Martha Ann Bruce,

Marshall County, Tennessee, 1841

sampler size: 18½" square • framed size: 21¾" square • price: $9000

 

Samplers made in Tennessee are wonderfully rare and the subject of an excellent, on-going study: Tennessee Sampler Survey (tennesseesamplers.com). One group of these samplers that has been documented is the Red and Green Group – ten samplers made between 1831 and 1853 under the instruction of different teachers and in various counties in the center part of the state. Our excellent sampler, made by Martha Ann Bruce in 1841, is a recent discovery and addition to the Red and Green Group and we are grateful to the researchers of this study for the information provided about the sampler and the maker. The sampler will be published in their upcoming book on Tennessee samplers.

Martha Ann Bruce was born circa 1829 to John Pennington Bruce (1805-1853) and Elizabeth (Prear Burns) Bruce (1808-1873), who lived in Holts Corner, Marshall County. She was likely the first born of their 14 children. John was a blacksmith who enjoyed sufficient financial success that he purchased a lot of land from the estate of his father-in-law in 1841. The Bruce Web: A Genealogical Study of Bruce and Related Families Descending from James Bruce of Virginia From 1768 by Thomas Allen Bruce, MD (1984) indicates that John and Elizabeth raised their ample family on a branch of Caney Spring Creek, just northwest of the present town of Chapel Hill. It’s possible that further research will indicate whether Martha married or when she died. 

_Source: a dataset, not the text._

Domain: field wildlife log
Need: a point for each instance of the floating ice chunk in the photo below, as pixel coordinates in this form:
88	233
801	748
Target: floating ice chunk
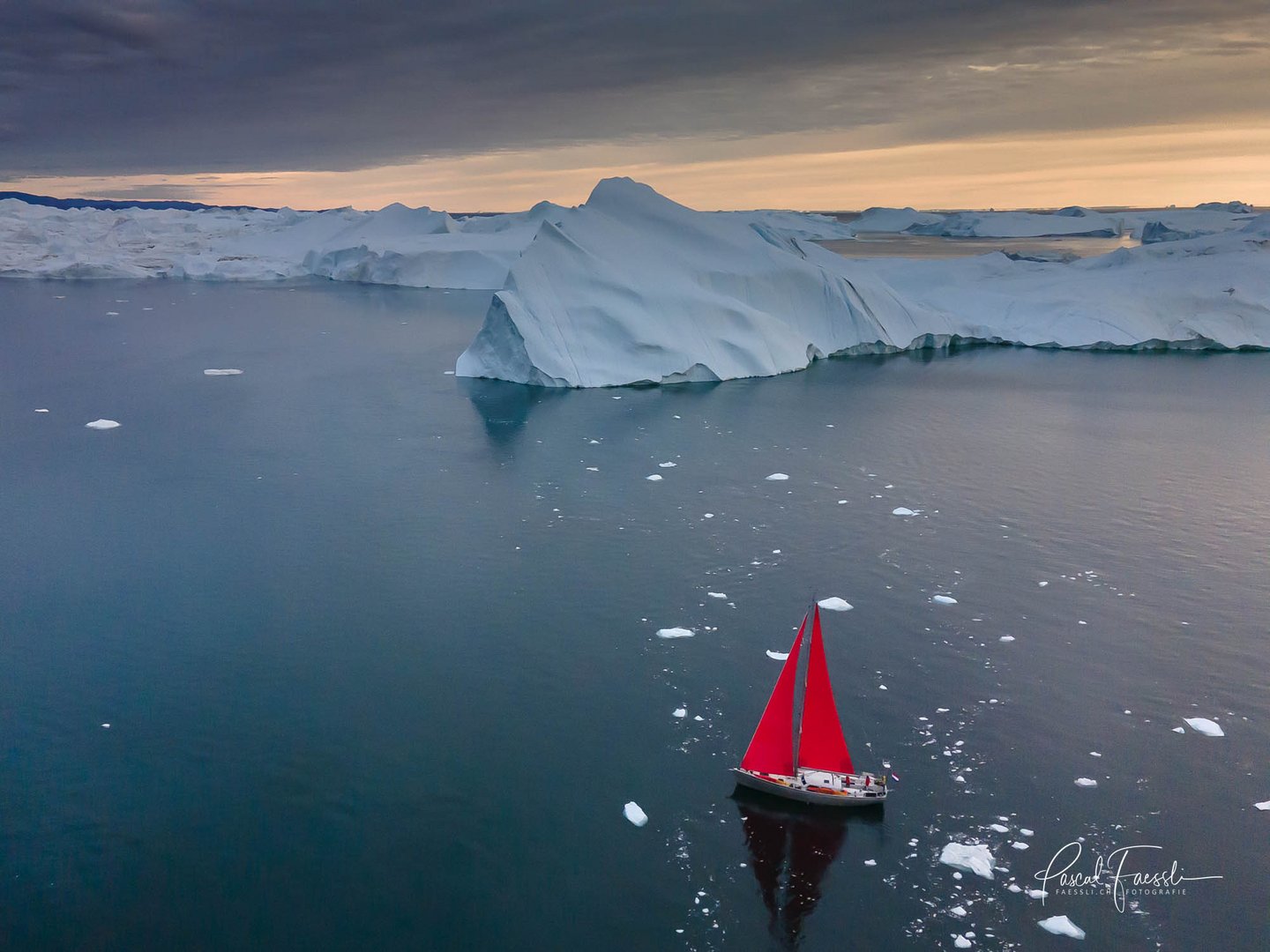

The sampler holds a fine appeal, with alphabets, horizontal bands, a couplet, the prominent inscription within a fine garland, the large arrangement of fruit in a raised compote and a delightful house. It seems to us that Martha realized that the chimney intended at the left of the house wouldn’t fit and so she simply eliminated it from the depiction of the house. The poetic couplet was published in Introduction to The English Reader or A Selection of Pieces in Poetry and Prose, by Lindley Murray, published in 1813. A fine border, in keeping with the red and green characteristics, frames the sampler well. 

Worked in wool on linen, the sampler is in excellent condition and conservation mounted into what is likely its original walnut molded frame.